The study was based on responses from 9,790 owners who registered a new boat between June 2007 and May 2008. Eleven brands of outboard, sterndrive and gas inboard marine engines were included in the study.
Evinrude ranked highest in the two-stroke DI outboard segment. Notable gains occurred for both reliability and starting ease year over year, but challenges still exist for outboard DI two-stroke manufacturers, according to the report.
“While issues with the engine transmission sound and feel when shifting are the most frequently reported problems for DI engines, engine hesitation during acceleration and the engine running roughly have the most significant negative impacts on customers’ satisfaction with their engines,” said Markusic in a release.

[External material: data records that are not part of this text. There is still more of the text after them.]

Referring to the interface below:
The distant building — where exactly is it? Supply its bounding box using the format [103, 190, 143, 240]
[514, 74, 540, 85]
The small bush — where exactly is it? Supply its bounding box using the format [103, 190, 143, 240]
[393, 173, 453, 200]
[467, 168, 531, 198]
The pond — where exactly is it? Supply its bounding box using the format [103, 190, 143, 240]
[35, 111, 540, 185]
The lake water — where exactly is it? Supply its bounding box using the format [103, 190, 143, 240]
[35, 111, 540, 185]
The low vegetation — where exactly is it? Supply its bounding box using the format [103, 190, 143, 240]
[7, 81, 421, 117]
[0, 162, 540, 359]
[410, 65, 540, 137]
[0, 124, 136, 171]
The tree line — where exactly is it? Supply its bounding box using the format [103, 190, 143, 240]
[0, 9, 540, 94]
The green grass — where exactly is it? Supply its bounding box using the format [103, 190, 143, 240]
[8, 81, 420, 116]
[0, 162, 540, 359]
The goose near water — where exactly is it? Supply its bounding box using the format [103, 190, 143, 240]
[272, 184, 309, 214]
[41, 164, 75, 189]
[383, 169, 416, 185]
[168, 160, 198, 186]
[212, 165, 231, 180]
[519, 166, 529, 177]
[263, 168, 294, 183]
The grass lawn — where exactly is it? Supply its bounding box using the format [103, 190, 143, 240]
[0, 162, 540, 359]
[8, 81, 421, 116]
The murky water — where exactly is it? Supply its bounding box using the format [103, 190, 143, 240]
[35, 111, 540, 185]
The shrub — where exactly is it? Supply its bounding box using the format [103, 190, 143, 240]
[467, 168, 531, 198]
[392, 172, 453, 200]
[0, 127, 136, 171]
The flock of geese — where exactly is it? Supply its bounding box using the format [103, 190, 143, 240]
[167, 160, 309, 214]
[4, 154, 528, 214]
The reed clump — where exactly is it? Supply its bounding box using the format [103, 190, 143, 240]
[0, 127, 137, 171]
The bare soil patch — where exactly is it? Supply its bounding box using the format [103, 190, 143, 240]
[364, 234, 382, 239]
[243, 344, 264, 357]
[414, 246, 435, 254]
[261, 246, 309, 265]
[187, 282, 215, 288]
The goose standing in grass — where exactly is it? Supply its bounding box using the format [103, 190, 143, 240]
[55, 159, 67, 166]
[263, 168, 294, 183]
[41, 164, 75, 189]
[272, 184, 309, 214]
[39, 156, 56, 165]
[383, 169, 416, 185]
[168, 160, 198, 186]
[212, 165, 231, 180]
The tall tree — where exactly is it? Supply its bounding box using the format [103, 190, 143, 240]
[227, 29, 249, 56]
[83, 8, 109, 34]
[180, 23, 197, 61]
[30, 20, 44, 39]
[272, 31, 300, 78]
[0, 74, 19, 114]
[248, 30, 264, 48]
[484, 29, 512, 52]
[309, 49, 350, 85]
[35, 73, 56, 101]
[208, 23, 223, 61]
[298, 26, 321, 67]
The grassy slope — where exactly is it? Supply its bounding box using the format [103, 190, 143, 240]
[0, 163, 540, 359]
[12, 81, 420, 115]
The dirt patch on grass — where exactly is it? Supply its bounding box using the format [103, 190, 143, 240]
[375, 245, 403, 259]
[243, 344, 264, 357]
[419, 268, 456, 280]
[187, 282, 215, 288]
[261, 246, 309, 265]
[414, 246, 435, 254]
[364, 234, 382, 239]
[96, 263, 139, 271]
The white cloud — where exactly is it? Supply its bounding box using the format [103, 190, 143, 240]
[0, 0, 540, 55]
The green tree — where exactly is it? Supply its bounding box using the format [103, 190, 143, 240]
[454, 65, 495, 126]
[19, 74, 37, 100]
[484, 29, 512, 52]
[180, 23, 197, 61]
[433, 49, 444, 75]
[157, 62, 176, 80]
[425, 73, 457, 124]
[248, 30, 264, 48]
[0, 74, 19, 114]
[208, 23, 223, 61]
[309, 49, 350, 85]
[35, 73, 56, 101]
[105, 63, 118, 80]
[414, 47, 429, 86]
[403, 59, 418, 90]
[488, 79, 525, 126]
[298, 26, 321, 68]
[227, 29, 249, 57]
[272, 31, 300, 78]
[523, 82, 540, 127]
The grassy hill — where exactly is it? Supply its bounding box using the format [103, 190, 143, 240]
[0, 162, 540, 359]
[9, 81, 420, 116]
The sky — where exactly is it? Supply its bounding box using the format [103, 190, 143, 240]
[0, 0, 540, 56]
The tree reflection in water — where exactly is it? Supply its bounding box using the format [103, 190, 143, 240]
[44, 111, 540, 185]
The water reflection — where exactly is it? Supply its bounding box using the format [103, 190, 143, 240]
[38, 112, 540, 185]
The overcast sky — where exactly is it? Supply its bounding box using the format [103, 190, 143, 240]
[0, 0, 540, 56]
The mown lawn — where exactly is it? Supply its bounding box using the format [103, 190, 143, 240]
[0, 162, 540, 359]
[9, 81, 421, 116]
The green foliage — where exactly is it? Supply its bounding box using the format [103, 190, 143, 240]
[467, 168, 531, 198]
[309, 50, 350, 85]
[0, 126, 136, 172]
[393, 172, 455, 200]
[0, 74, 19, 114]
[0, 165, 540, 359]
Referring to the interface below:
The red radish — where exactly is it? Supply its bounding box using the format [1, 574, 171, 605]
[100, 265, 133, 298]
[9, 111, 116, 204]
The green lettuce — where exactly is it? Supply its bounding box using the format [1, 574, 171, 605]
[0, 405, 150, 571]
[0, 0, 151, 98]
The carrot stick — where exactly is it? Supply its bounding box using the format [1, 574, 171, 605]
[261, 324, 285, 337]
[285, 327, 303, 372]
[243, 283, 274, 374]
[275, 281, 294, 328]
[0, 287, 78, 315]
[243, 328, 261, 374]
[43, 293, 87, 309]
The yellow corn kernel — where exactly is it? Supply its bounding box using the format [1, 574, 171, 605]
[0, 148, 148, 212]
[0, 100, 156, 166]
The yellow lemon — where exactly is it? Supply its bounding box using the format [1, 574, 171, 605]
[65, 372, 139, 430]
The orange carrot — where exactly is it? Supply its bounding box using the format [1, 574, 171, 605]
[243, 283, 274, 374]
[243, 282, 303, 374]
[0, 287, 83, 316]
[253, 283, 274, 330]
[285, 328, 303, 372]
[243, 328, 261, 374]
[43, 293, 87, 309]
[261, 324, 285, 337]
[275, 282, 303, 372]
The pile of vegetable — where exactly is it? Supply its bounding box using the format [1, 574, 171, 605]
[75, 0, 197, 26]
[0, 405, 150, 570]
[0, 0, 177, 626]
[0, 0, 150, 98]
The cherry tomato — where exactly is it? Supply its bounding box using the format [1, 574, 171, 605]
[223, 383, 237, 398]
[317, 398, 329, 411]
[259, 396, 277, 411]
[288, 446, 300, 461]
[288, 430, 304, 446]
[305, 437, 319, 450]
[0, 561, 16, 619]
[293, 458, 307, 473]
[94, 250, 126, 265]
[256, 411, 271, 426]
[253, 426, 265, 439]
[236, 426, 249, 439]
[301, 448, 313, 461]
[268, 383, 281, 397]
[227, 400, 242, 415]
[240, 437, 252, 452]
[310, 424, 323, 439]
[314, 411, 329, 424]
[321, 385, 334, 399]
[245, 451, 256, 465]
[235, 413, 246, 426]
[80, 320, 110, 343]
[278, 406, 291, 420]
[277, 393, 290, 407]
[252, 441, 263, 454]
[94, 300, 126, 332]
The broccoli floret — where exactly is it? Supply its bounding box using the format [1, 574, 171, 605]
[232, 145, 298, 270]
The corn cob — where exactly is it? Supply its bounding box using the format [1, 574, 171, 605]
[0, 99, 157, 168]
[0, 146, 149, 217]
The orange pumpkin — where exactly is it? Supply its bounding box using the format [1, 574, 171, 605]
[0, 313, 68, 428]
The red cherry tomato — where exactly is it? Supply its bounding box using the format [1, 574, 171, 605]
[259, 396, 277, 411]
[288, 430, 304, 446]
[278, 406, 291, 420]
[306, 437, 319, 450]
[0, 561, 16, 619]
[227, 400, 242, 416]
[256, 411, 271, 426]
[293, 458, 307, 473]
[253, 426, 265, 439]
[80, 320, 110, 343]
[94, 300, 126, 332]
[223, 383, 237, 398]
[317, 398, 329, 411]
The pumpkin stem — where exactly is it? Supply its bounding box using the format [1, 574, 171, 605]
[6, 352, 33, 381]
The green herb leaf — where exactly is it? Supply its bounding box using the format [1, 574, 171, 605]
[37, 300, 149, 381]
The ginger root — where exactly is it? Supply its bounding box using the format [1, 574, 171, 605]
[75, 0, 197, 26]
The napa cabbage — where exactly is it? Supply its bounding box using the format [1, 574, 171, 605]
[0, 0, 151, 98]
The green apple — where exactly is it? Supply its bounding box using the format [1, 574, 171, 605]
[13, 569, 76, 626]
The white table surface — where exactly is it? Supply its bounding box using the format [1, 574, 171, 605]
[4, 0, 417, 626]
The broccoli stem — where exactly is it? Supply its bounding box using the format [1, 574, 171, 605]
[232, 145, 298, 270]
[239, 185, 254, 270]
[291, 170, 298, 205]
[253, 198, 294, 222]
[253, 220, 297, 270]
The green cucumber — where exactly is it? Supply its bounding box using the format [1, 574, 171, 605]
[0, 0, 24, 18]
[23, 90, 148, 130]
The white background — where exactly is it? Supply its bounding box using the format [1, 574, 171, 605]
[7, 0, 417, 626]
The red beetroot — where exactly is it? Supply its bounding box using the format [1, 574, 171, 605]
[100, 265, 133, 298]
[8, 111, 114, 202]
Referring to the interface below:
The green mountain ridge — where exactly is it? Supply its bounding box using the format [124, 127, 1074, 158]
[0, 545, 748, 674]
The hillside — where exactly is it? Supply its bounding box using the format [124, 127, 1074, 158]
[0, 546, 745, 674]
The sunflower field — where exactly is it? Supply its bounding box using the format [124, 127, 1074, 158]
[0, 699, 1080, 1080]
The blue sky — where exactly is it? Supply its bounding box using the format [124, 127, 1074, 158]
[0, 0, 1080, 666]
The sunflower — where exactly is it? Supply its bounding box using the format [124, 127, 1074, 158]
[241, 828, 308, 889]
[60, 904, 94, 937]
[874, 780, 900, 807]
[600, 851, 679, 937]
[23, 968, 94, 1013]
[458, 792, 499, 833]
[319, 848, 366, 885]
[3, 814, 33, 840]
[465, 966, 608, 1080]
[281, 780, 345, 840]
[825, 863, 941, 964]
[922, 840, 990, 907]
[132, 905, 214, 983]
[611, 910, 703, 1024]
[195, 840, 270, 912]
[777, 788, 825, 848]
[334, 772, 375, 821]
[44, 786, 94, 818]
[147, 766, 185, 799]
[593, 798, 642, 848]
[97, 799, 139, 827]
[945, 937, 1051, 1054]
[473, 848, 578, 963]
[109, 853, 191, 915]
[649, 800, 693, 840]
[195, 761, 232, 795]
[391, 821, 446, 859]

Honda ranked highest among outboard EFI four-stroke engine manufacturers. Yamaha and Suzuki ranked second and third in the segment.
Volvo Penta ranked highest in the sterndrive EFI segment for a second consecutive year. Satisfaction increased considerably in the EFI sterndrive segment in all seven factors, with the most significant improvements occurring in the areas of lack of exhaust fumes and ability of boat to accelerate rapidly, according to the report.
Pleasurecraft Engine Group ranked highest in the inboard EFI four-stroke engine segment for a fourth consecutive year. More than 70 percent of inboard EFI engine owners indicate that their new engine is problem free, according to the report, which is the highest percentage across all four segments examined in the study.